Depuis qu’elle roulait, l’image de sa mère ne la quittait plus. Elle la revoyait, les
doigts soudés à sa canne, sous le fracas des F16 et les Alpha Jet qui décollaient
de Beauvechain et qui leur mettaient à toutes deux un goût de fer dans la
bouche. La quitter devenait impossible. Rester ne l’était pas moins.
Avant d’arriver au tunnel des Quatre Bras, elle remonta dans des gerbes d’eau
tout un train de camions polonais dont l’un portait, en police d’écriture
Arial, l’inscription " Saint-Nectaire, le bon fromage fermier ". De telles
rencontres lui faisaient mesurer les distances entre hier et aujourd’hui.
En quittant la densité compacte du trafic qui suivait le panneau " Centrum ", elle
regretta de ne pas filer, elle aussi, vers la Grand-Place. Depuis toujours, ce
décor de pignons espagnols l’enchantait.
Elle emprunta sur la gauche le boulevard du Souverain. Les buildings friqués
reflétaient ce jour-là tout le gris du ciel. Les jardins, les parcs et les contreallées étaient vides. Des familles de canards traversaient les étangs sous les
impacts de la pluie. Le V qui d’habitude marque leur sillage n’existait plus.
Elle dépassa le tram dix-neuf qui, dans un soupir hydraulique, vint mourir auprès
d’elle au feu rouge suivant. Elle eut le temps d’observer une fillette qui
dessinait d’un doigt un cœur sur la vitre embuée du tram.
Une dernière rafale de pluie crépita sur le capot de son Opel.
Au Carrefour de l’Hippodrome, elle alluma ses phares pour s’engager sous la
hêtraie.
Lorsqu’elle passa devant les deux dragons du Chinois de la chaussée de
Waterloo, le soleil était revenu mais les échines cramoisies et les gueules
béantes étaient encore luisantes de pluie.

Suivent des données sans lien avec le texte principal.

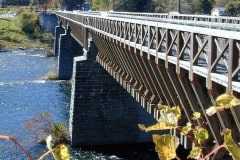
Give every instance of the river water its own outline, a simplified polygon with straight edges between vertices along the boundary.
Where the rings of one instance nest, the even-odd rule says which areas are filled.
[[[43,50],[0,52],[0,67],[0,134],[17,139],[35,160],[47,149],[24,124],[41,113],[51,114],[53,122],[67,124],[70,102],[67,82],[44,80],[44,75],[56,70],[57,58],[46,57]],[[152,145],[70,148],[70,151],[74,160],[157,159]],[[0,160],[25,159],[12,141],[0,139]]]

Des maisons quasi semblables et des commerces sans envergure se succédaient
à présent en rangées ininterrompues. Par-ci par-là quelques grues procédaient à
la déstabilisation définitive de la ville. La bruxellisation se poursuivait. Il était
loin le temps de la splendeur Horta. Une façade de plusieurs étages, dont tout
l’immeuble avait été démoli par derrière, ne tenait plus en place que par un
puissant étayage.
Elle regarda son tableau de bord. A l’heure qu’il était, sa mère devait s’être
probablement assoupie, en apnée devant sa télé.
Qu’allait-elle faire ?
Elle prit l’avenue Molière jusqu’au square d’Arezzo. Là, comme chaque fois, elle
ralentit pour admirer les invraisemblables constructions des perruches qui
avaient réussi à s’enfuir de leurs volières et de leurs cages.

C’est dingue, pensa-t-elle.
Depuis qu’elle avait repéré ces nids géants bâtis en déséquilibre sur les
éclairages publics, elle avait la certitude que, quoi que l’homme fasse, la Nature
aurait toujours le dernier mot.
Après avoir traversé la chaussée d’Alsemberg, elle contourna l’église de
l’Altitude Cent pour rentrer chez elle. Elle était quasiment arrivée.

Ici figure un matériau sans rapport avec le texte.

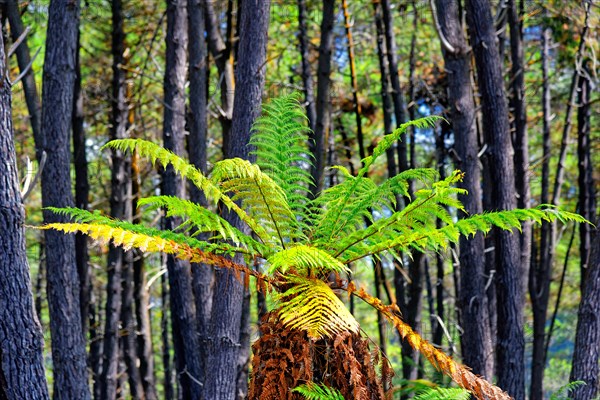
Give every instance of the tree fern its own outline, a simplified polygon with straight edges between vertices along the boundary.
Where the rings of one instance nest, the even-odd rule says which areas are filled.
[[[300,393],[307,400],[344,400],[344,396],[339,391],[312,382],[297,386],[292,392]]]

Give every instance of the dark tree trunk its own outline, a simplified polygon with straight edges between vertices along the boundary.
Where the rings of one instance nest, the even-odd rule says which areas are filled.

Sur un coup de tête, elle changea brusquement d’avis et repartit à toute allure.
Une fois de plus, elle constatait que sa petite voiture compensait la vivacité
perdue de son corps et elle lui en était reconnaissante.

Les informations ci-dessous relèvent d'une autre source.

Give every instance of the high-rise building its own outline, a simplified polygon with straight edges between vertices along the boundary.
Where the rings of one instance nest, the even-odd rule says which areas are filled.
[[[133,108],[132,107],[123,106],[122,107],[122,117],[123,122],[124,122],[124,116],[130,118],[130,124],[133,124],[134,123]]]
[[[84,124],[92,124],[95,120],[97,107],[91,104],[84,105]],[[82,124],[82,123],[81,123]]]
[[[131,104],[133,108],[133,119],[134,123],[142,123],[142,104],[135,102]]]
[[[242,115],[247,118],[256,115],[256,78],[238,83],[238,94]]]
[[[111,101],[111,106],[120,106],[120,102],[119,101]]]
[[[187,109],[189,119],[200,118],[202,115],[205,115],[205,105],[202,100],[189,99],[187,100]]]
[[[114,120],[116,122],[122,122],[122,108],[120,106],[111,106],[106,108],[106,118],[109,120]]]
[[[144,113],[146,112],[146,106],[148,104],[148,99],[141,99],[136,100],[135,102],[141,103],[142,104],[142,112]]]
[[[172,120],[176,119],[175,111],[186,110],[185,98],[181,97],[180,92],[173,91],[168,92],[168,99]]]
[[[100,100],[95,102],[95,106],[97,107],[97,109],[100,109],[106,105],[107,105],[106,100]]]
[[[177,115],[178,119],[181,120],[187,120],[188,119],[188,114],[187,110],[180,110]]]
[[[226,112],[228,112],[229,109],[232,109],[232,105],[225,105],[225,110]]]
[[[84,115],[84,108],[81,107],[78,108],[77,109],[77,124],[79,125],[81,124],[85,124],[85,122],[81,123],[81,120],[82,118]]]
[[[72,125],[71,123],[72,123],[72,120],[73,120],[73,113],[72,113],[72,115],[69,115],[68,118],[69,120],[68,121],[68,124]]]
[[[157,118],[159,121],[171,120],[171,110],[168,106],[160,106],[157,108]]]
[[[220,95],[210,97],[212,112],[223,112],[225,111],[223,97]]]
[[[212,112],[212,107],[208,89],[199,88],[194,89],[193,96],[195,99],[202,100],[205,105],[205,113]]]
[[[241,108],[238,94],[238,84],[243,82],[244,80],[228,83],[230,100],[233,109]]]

Elle s’engagea bientôt sur la Petite Ceinture.
A la Porte de Namur, échappées de quelques génocides, des femmes
noires attifées et blafardes croisaient un groupe d’africains qui marchaient de
front. Elle se demanda qui parmi ces gens-là étaient les victimes et qui parmi
eux étaient les bourreaux. Elle finit par penser que, tout compte fait, ce serait
peut-être elle la coupable.
Rue du Trône et avenue de la Couronne, elle en était toujours à cette
éventualité dont elle ne serait jamais capable de se départir. Au Palais Royal, le
drapeau indiquait la présence du roi.
Après le pont du Germoir, elle vit tout de suite la place de stationnement libre
et, sans perdre un instant, fit un créneau dans une marche arrière impeccable.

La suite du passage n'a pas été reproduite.